So far we have studied limits as $x \to a^+$, $x \to a^-$ and $x
\to a$. Now we will consider what happens as ''$x \to
\infty$'' or ''$x \to -\infty$". What does that mean?
$\displaystyle{\lim_{x \to \infty}f(x)}$ describes what
happens to $f$ when $x$ grows without bound in the positive
direction. The word ''infinity'' comes from the Latin "infinitas",
which stands for "without end" (in=not, finis=end).

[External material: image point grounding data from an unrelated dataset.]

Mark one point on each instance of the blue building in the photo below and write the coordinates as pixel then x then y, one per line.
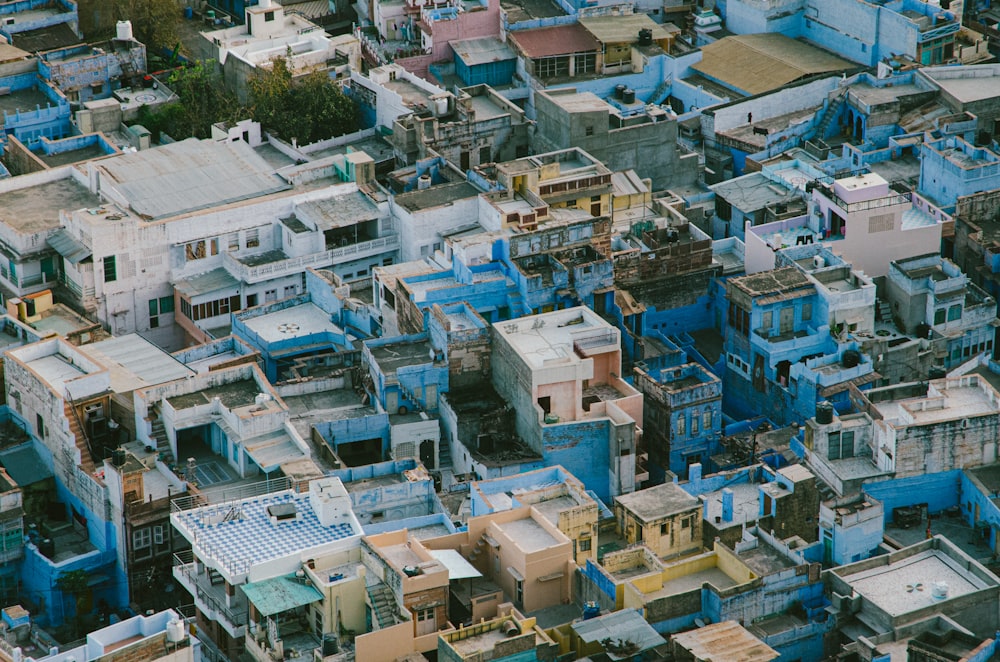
pixel 863 32
pixel 323 322
pixel 682 416
pixel 484 60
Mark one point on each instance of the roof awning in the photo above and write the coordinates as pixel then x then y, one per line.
pixel 273 596
pixel 68 246
pixel 269 451
pixel 455 563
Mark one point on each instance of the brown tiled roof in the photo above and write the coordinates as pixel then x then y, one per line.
pixel 559 40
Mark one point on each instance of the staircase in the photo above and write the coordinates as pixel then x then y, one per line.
pixel 75 428
pixel 444 456
pixel 831 112
pixel 660 93
pixel 383 605
pixel 159 435
pixel 883 312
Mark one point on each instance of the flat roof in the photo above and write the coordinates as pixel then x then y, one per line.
pixel 627 624
pixel 751 192
pixel 299 321
pixel 250 537
pixel 724 641
pixel 967 84
pixel 757 63
pixel 455 563
pixel 550 337
pixel 55 370
pixel 482 50
pixel 945 400
pixel 188 176
pixel 624 29
pixel 339 211
pixel 528 534
pixel 906 585
pixel 558 40
pixel 657 502
pixel 436 196
pixel 36 208
pixel 134 362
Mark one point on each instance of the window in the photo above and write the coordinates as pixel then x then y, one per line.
pixel 110 269
pixel 163 305
pixel 840 445
pixel 141 539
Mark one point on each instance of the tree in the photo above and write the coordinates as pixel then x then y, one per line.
pixel 202 101
pixel 77 584
pixel 154 21
pixel 307 108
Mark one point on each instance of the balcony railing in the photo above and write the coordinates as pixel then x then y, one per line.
pixel 263 272
pixel 211 598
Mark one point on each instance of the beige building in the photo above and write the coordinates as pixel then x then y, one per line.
pixel 665 518
pixel 522 552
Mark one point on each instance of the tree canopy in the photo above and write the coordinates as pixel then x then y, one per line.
pixel 304 109
pixel 307 109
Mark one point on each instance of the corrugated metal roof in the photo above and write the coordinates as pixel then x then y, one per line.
pixel 206 283
pixel 188 176
pixel 625 29
pixel 625 625
pixel 458 567
pixel 483 50
pixel 134 362
pixel 758 63
pixel 558 40
pixel 68 246
pixel 724 641
pixel 273 596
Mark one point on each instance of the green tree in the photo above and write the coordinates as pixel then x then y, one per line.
pixel 154 21
pixel 202 101
pixel 76 583
pixel 306 108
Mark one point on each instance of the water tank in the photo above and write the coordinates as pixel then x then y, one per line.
pixel 175 630
pixel 824 413
pixel 851 358
pixel 123 30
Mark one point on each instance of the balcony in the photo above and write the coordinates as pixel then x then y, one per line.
pixel 255 273
pixel 209 591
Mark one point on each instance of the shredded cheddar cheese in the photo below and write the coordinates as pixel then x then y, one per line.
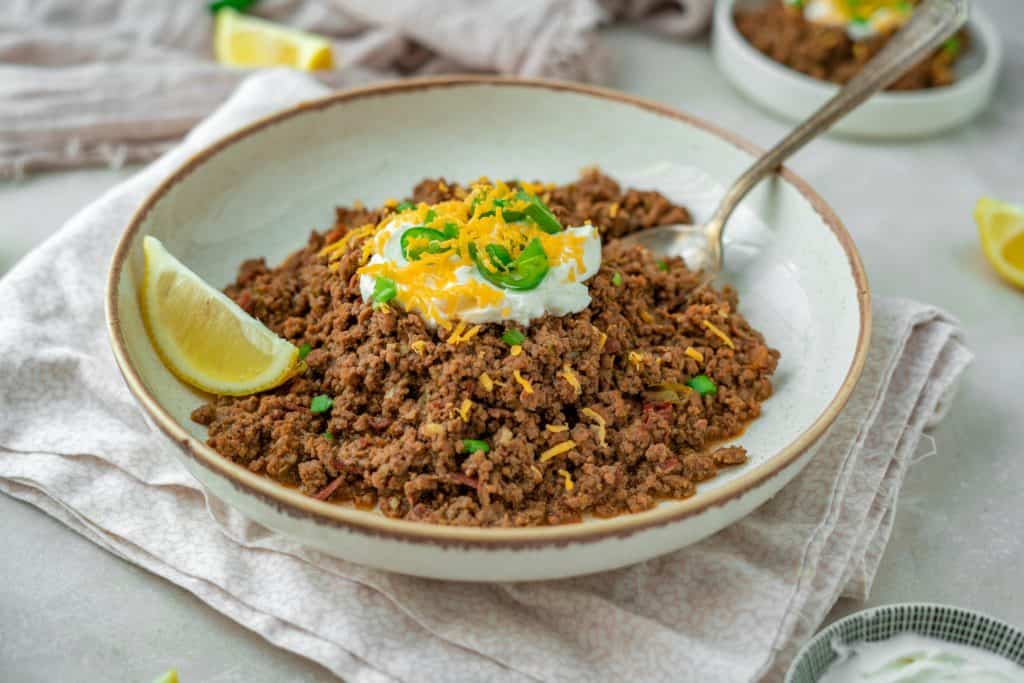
pixel 428 284
pixel 600 427
pixel 486 382
pixel 721 335
pixel 556 451
pixel 524 383
pixel 570 377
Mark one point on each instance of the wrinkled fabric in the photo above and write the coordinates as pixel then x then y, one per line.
pixel 733 607
pixel 117 81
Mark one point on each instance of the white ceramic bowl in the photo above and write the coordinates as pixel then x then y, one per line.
pixel 258 193
pixel 793 95
pixel 953 625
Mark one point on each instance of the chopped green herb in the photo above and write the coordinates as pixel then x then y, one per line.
pixel 538 212
pixel 433 246
pixel 513 337
pixel 321 403
pixel 500 256
pixel 472 445
pixel 384 290
pixel 524 272
pixel 238 5
pixel 702 385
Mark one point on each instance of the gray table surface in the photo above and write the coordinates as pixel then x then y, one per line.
pixel 71 611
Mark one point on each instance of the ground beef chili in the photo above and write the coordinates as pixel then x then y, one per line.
pixel 827 53
pixel 394 435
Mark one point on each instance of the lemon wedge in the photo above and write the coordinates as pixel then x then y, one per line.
pixel 1000 226
pixel 248 41
pixel 204 337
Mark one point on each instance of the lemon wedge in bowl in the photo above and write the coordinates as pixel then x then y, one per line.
pixel 205 338
pixel 240 40
pixel 1000 226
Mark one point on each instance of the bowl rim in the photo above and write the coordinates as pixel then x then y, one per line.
pixel 294 504
pixel 991 58
pixel 830 630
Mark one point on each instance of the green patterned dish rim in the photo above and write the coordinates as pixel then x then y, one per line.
pixel 954 625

Imagine taking bigger and bigger values of $x$, like a hundred,
a thousand, a million, a billion, and so on, and seeing what
$f(x)$ does. For instance, the statement
$\displaystyle{\lim_{x \to \infty}} f(x)=7$ means that, as $x$
grows larger and larger, $f(x)$ is closer and closer to 7.

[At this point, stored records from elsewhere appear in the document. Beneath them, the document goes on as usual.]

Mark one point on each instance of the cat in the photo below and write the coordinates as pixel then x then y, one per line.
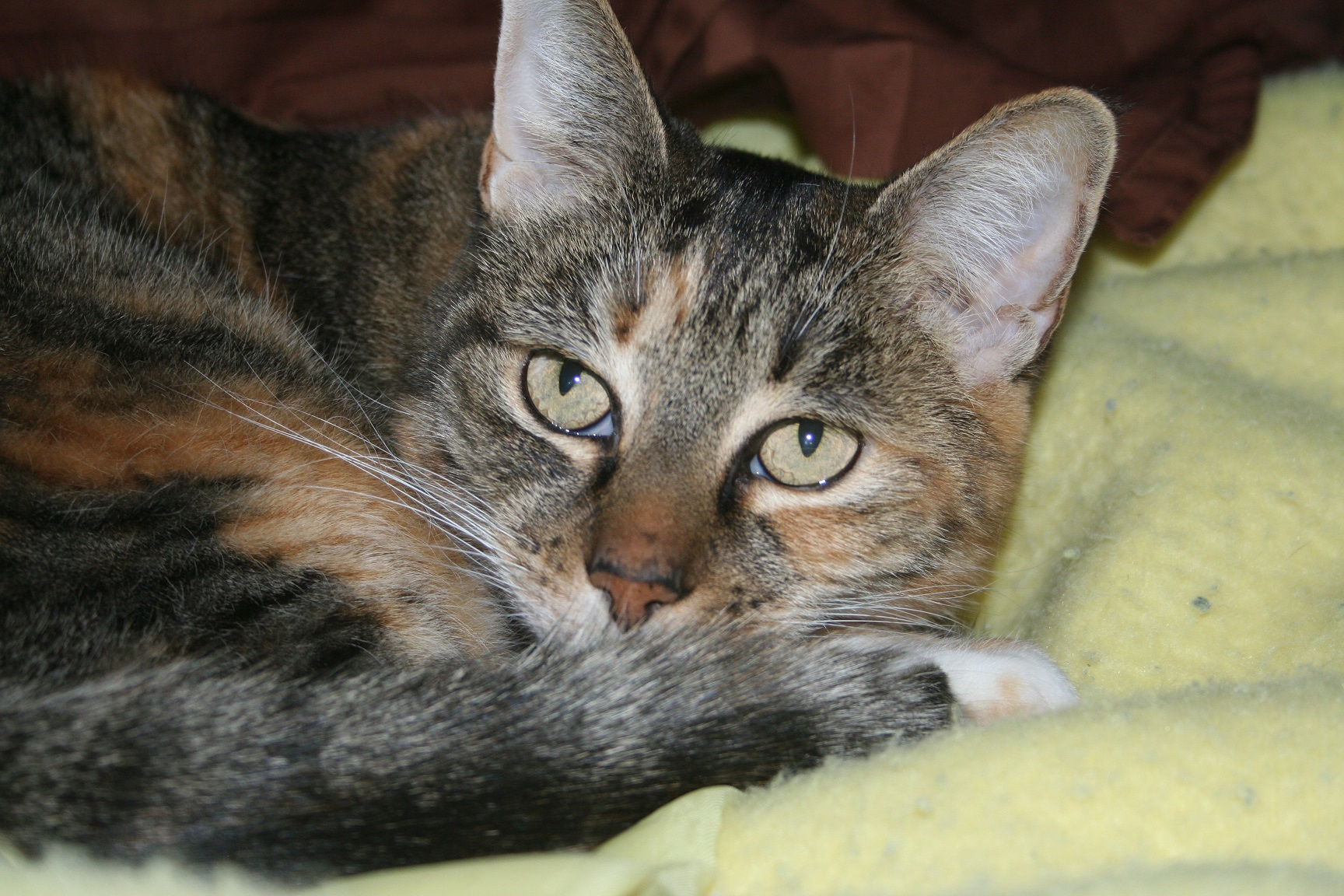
pixel 479 485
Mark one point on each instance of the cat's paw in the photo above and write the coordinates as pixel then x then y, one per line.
pixel 993 680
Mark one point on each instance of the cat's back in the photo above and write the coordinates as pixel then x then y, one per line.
pixel 183 469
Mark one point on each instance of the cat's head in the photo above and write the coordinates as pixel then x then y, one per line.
pixel 677 383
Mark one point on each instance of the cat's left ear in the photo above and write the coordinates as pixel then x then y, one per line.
pixel 991 226
pixel 572 112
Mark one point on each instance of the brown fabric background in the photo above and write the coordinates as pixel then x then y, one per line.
pixel 875 83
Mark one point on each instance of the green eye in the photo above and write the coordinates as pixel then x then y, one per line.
pixel 569 395
pixel 805 453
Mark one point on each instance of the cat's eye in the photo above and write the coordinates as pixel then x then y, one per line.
pixel 569 395
pixel 803 453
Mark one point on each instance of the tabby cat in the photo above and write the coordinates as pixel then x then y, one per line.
pixel 474 487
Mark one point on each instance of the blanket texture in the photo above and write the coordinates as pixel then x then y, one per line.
pixel 1178 547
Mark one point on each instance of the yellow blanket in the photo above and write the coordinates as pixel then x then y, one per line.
pixel 1178 547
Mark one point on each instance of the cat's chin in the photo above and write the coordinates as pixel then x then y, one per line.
pixel 581 614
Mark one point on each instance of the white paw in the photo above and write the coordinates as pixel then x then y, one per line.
pixel 993 680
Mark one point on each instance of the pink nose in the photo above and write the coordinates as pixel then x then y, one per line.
pixel 631 600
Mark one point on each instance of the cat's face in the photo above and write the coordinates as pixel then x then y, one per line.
pixel 677 383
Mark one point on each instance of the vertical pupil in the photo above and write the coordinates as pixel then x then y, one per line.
pixel 810 436
pixel 572 373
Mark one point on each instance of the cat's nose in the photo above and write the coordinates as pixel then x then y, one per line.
pixel 633 597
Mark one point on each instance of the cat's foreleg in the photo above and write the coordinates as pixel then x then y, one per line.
pixel 558 747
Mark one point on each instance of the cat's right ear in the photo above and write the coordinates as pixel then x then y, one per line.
pixel 572 112
pixel 989 227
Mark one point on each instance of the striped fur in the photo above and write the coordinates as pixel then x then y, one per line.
pixel 292 574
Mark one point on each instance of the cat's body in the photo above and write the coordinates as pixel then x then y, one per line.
pixel 291 484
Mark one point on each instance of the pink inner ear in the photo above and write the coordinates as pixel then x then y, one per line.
pixel 1003 212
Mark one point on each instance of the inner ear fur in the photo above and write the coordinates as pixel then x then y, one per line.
pixel 991 226
pixel 572 112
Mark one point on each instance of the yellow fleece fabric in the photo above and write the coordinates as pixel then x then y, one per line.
pixel 1178 547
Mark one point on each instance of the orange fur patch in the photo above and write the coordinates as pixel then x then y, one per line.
pixel 306 506
pixel 166 166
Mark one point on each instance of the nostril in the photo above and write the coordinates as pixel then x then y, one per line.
pixel 632 600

We call the line $y=7$ a horizontal
asymptote of $f$, since as $x$ grows larger and
larger, $f(x)$ starts looking like the line $y=7$.
$\displaystyle{\lim_{x \to -\infty}f(x)}$ is similar, but in
the negative direction. Look at $x$ being minus a
million, minus a billion, minus a trillion, etc.
If $\displaystyle{\lim_{x \to -\infty} f(x) = 3}$, then the
graph of $y=f(x)$ will be very close to the horizontal line
$y=3$ when $x$ is large and negative. Then the line $y=3$
is a horizontal asymptote of $f$.
Horizontal Asymptotes
Definition:
The line \(y=L\) is called a horizontal asymptote
for \(y=f(x)\) if and only if \[ \lim_{x\to\infty}f(x)=L,
\quad \text{ or }\quad \lim_{x\to-\infty}f(x)=L \]
Can a function have more than two horizontal asymptotes?
For instance, the graph on the left has both $y=\pi/2$ and
$y=-\pi/2$ as horizontal asymptotes. The one on the right has
horizontal asymptotes $y=\pm 4$.